ロイさんの仕事部屋(たぶん)は、他の部屋とは全く違っていた。
リビングも、寝室も、必要最低限のものしか置かれていなかったのに。
その部屋には、いたるところに本が積み上げられている。
天井まで届く書架はもちろん、床の上にも。
そして本と同じくらい、何かをメモしたらしい紙が散乱していた。
埃っぽい古い本の匂い。
「…………お父さん…」
小さな呟きが、時を止めたような静かな空間に響いて、息を飲む。
この部屋は”お父さん”を連想させる。
何かにとりつかれたように研究に没頭していたあの背中を探して視線を廻らせると、本に埋もれた黒髪が目に入った。

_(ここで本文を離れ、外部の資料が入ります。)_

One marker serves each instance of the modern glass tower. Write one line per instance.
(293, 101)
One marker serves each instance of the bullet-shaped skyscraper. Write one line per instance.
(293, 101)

足音を忍ばせて近づくと、壁に背中を預けて眠るロイさんがいた。
胸の上には、開いたままの古い錬金術書。
読みながら寝ちゃったのかしら。
(……こういうところは、父に似てるわね)
”彼女”が、ぽつりと呟く。
お父さんに、似てるの?
(………いいえ)
肯定の音をした否定を呟いて、わたしの中の彼女が悲しそうに笑う。
躊躇いがちに伸ばした指先か、さらさらの黒髪に触れる直前で、止まって。
やがて、握りしめられた。
それは、わたしの意思だったのか、私の意思だったのか。
触れたいのに、触れられない。
どうしてかなんて、わからない。
もう一度、始まりから。
やり直せたら。
貴方はわたしを。
私を。
わたしを−−………。
くらりと目眩がした。
厚いカーテンの隙間から、射し込む朝陽に目が眩んだのかもしれない。
そっと吐息をついて、立ち上がると、くらりとまた、目眩がした。